Beseitigung von Algen und Pilze an der Fassade

  • Einleitung
  • Algen
  • Pilze
  • Lösungsansätze

Einleitung

 

image002-smallIn früheren Jahren war in Industrie- und Ballungsgebieten der Schadstoffgehalt der Luft relativ groß. Es kam zu Verschmutzungen, besonders in Fassadenbereichen, die nicht beregnet wurden. Aufgrund des Gehalts der Luft an biozidem Schwefeldioxid (SO2) trat Algen- und Pilzbewuchs an Fassaden eher selten auf.

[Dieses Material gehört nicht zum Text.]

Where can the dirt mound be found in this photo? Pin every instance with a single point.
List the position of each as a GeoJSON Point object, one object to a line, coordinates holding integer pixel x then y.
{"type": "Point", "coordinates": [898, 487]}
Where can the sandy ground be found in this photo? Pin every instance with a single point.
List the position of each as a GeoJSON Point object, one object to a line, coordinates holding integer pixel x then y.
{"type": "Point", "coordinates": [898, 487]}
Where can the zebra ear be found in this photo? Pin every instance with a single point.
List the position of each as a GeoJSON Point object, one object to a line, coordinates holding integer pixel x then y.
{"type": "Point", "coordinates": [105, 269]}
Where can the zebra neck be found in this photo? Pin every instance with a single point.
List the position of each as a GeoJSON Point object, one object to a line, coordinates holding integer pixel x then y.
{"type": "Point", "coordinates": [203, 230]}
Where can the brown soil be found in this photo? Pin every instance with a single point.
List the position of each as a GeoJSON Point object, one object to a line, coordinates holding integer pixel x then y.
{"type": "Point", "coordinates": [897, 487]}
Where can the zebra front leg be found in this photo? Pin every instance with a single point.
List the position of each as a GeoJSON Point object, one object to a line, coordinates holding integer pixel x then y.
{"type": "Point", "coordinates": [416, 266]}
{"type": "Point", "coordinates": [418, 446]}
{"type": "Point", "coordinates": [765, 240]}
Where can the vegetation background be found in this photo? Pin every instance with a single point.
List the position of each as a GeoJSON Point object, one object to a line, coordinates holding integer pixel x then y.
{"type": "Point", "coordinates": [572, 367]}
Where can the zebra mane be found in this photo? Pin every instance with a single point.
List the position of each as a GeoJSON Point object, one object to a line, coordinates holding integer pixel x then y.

Durch gesetzliche Auflagen zum Umweltschutz ist die Luftqualität in den letzten Jahren kontinuierlich besser geworden und enthält weniger Schadstoffe. In Folge dessen ist die Verschmutzung durch Luftschadstoffe rückläufig, andererseits ist eine Zunahme des Befalls der Fassaden mit Mikroorganismen fest zu stellen. Anfänglich wurden diese als Algen wahrgenommen, bis umfangreiche Untersuchungen auch die Anwesenheit von Pilzen nachgewiesen haben. Mittlerweile kann eine kontinuierliche Zunahme von Bakterien an der Fassade festgestellt werden.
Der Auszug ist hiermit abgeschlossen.